Happy Snak (2010) by Kimberling Nicole

Author:Kimberling, Nicole [Nicole, Kimberling,]
Language: eng
Format: epub, azw3
Publisher: Samhain Publishing, Ltd.
Published: 2011-01-14T19:12:41.546000+00:00


Chapter Fifteen: New Product Line

Gaia neither looked nor felt her best the next morning, which began with a second, milliseconds-long gravity failure that nonetheless triggered the requisite flashing lights and alarms.

Not exactly the first sound a woman nursing a hangover likes to hear.

But she rallied. She showered, ate some dry toast and went to the dining room, where she discovered Wave signing for the delivery of the remote kiosk.

It came in seventeen boxes. The words some assembly required didn't begin to describe the situation. The kiosk was like a three-dimensional yellow plastic puzzle.

While Gaia perused the instructional pamphlet, Wave lay on the floor with an arm flung over its muzzle, still stained orange from the previous night. Roy arrived and started spraying antiseptic on the dining room tables. Because Happy Snak wouldn't open for another forty-five minutes, Gaia decided to take a run at partially assembling the kiosk. She fitted the plastic-frame tubing together with shaky hands, feeling like she was doing a good job considering the viciousness of her headache.

Slowly the pain and violent nausea were receding, but she still felt like she might die before they completely faded. Gaia had progressed into the silent-prayer-and-bargaining phase of being hungover.

All she could think was: Please, please, let me stop feeling this way. If this just stops, I'll never drink again.

Not that Gaia believed in a higher power, she was just following the basic human instinct to mutely beg for relief.

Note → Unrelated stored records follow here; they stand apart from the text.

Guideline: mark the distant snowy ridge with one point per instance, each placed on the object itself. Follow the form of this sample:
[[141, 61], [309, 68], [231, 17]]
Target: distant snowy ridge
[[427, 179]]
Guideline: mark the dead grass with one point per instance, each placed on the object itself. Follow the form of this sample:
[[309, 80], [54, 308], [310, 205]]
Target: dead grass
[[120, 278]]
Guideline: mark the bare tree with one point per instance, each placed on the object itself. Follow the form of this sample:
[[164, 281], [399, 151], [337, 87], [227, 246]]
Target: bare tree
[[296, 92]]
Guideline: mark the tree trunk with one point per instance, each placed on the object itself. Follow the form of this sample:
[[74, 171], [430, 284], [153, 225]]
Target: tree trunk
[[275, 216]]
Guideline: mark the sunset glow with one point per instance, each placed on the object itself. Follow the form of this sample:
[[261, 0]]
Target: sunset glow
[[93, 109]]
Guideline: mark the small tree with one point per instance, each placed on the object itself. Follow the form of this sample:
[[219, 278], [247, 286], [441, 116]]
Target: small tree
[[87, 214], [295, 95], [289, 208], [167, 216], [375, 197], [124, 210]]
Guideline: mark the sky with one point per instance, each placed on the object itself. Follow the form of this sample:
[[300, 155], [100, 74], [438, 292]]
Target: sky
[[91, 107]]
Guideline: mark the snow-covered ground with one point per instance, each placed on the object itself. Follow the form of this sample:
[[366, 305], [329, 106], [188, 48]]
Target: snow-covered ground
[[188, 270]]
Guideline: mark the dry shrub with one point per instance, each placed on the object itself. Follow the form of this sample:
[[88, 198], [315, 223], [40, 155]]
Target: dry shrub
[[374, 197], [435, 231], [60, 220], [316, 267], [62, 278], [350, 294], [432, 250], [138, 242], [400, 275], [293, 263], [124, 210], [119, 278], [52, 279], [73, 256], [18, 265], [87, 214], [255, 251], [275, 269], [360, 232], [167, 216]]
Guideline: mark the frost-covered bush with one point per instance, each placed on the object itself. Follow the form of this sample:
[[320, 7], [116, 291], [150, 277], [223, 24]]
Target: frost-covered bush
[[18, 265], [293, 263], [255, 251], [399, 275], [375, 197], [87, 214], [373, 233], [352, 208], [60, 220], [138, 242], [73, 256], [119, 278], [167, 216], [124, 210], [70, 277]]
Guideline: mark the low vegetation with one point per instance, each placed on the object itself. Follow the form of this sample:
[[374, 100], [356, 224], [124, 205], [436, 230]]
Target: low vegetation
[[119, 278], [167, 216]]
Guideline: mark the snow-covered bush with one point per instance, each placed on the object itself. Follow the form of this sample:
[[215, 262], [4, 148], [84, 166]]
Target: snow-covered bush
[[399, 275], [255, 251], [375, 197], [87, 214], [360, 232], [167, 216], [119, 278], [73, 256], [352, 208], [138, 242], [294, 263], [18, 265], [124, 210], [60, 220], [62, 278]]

She didn't even know why she was bothering to assemble the awning section of her new Xiao Enterprises concession kiosk. It wasn't going to rain--ever. But somehow the hot dog stand looked bad without the awning. Besides it had the Happy Snak jester logo silk-screened onto its blue and yellow striped vinyl.

As she worked and drank cola, time worked its magic. At last, Gaia was able to engage a cheeseburger.

Attracted by the falling crumbs, a cleaner slid slowly up to her. The cleaners, which had started off as baseball-sized snails, were growing quickly. Now each was easily the size of Gaia's thigh. They devoured a wide variety of molds, mushrooms and black scum which collected around the edges of refrigerator drawers. According to Wave they were supposed to grow to be about the size of Gaia's torso, and strictly feed off refuse. Some human objects confused them. Anything with a battery, for example, had to be locked up. Cleaners were inexplicably attracted to batteries. Gaia also kept the cleaners out of her room, but Wave even let them curl up, like lapdogs on its sponge nest.

Safe in the sphere of his hamster globe, Microbe deftly avoided the cleaner's long, probing antennae, rolled up to Gaia's foot and rammed it. Microbe loved his hamster globe. She knew this because when it was time to come out of the globe, Microbe would roll madly away from her and hide under the refrigerator.

"Hey, Microbe," Gaia said in her sweetest, lowest voice.

"Hey, Microbe." A sweet, low impersonation of her voice rolled out of Wave's mouth. Gaia glanced behind her.